Exploring the Limitations of Behavior Cloning for Autonomous Driving

Edit: This is a paper about cloning the behaviour of a software agent, not a human driver!


Driving requires reacting to a wide variety of complex environment conditions and agent behaviors. Explicitly modeling each possible scenario is unrealistic. In contrast, imitation learning can, in theory, leverage data from large fleets of human-driven cars. Behavior cloning in particular has been successfully used to learn simple visuomotor policies end-to-end, but scaling to the full spectrum of driving behaviors remains an unsolved problem. In this paper, we propose a new benchmark to experimentally investigate the scalability and limitations of behavior cloning. We show that behavior cloning leads to state-of-the-art results, including in unseen environments, executing complex lateral and longitudinal maneuvers without these reactions being explicitly programmed. However, we confirm well-known limitations (due to dataset bias and overfitting), new generalization issues (due to dynamic objects and the lack of a causal model), and training instability requiring further research before behavior cloning can graduate to real-world driving.

“spurious correlations cannot be distinguished from true causes in observed training demonstration patterns unless an explicit causal model or on-policy demonstrations are used.”

Was the black cat the cause of the crash or just incidental? Superstition is going to be hard to weasel out. It’s stuck with humans for millenia.

Then again 100 hours of training data is still in the grand scheme of things effectively nothing.

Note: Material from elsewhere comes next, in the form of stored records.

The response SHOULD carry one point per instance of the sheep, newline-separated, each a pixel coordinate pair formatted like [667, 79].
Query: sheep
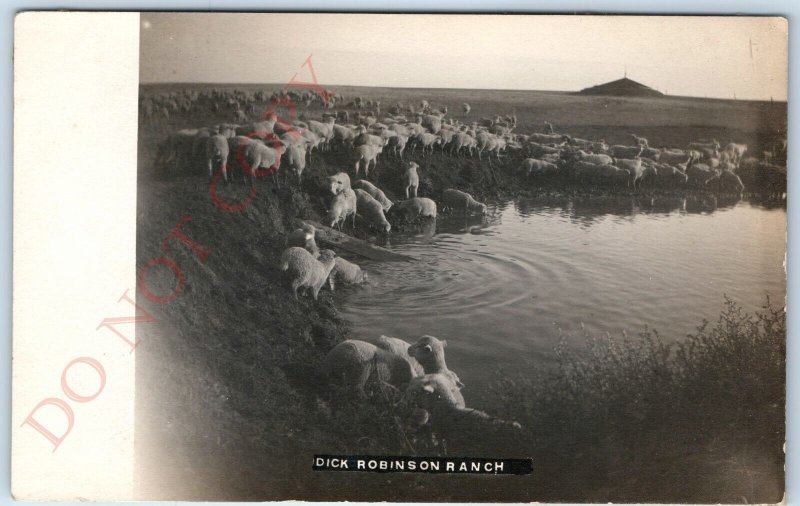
[400, 347]
[618, 151]
[343, 205]
[411, 178]
[533, 166]
[365, 138]
[368, 154]
[295, 158]
[641, 141]
[602, 174]
[436, 403]
[638, 171]
[595, 158]
[671, 176]
[371, 210]
[461, 140]
[216, 154]
[375, 192]
[347, 273]
[699, 173]
[458, 200]
[429, 352]
[306, 271]
[726, 181]
[324, 130]
[416, 207]
[339, 182]
[734, 152]
[673, 156]
[397, 144]
[432, 122]
[427, 141]
[304, 237]
[352, 362]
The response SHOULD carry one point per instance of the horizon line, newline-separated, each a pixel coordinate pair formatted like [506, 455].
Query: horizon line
[664, 95]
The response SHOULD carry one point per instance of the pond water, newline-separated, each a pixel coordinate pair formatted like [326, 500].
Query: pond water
[499, 288]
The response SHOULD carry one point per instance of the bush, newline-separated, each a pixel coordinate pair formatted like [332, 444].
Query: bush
[640, 420]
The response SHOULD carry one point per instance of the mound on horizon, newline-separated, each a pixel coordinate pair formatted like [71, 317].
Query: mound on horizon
[622, 88]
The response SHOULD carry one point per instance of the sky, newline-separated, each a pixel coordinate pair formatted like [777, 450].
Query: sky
[720, 57]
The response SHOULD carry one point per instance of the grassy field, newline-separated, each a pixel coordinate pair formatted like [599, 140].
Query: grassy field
[230, 403]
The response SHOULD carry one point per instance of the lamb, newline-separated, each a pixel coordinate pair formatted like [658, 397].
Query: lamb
[400, 347]
[726, 181]
[375, 192]
[441, 406]
[343, 205]
[324, 130]
[372, 211]
[618, 151]
[432, 122]
[306, 271]
[533, 166]
[673, 156]
[397, 144]
[597, 159]
[641, 141]
[429, 352]
[216, 154]
[352, 362]
[304, 237]
[638, 171]
[368, 154]
[460, 140]
[427, 141]
[411, 178]
[416, 207]
[295, 158]
[347, 273]
[456, 199]
[339, 182]
[734, 152]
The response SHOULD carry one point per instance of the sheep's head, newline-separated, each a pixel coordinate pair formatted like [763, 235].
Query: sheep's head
[327, 257]
[429, 351]
[338, 183]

I have no idea how to compare apples to orangutans like go vs driving cameras but 100 hrs * 60 min * 60 sec * 30 fps = 10 million frames vs alpha zero’s 5m games * 200 moves/game 1 billion moves. That’s still 100x difference if a move is equivalent to a frame and that’s an extremely generous assumption.

I would argue though that maybe half a second is equivalent to a “move” in behavior planning. Which would put 100 hours of training at more like 500k driving events to train on vs 1 billion go moves.

For comparison if big data is the solution (and clearly it isn’t yet or Tesla would just dump a $100 million into aws and AT&T fees tomorrow) 500k hw2+ vehicles on the road in the morning driving 20 min to work is 166,000 hours of potential training data by lunch.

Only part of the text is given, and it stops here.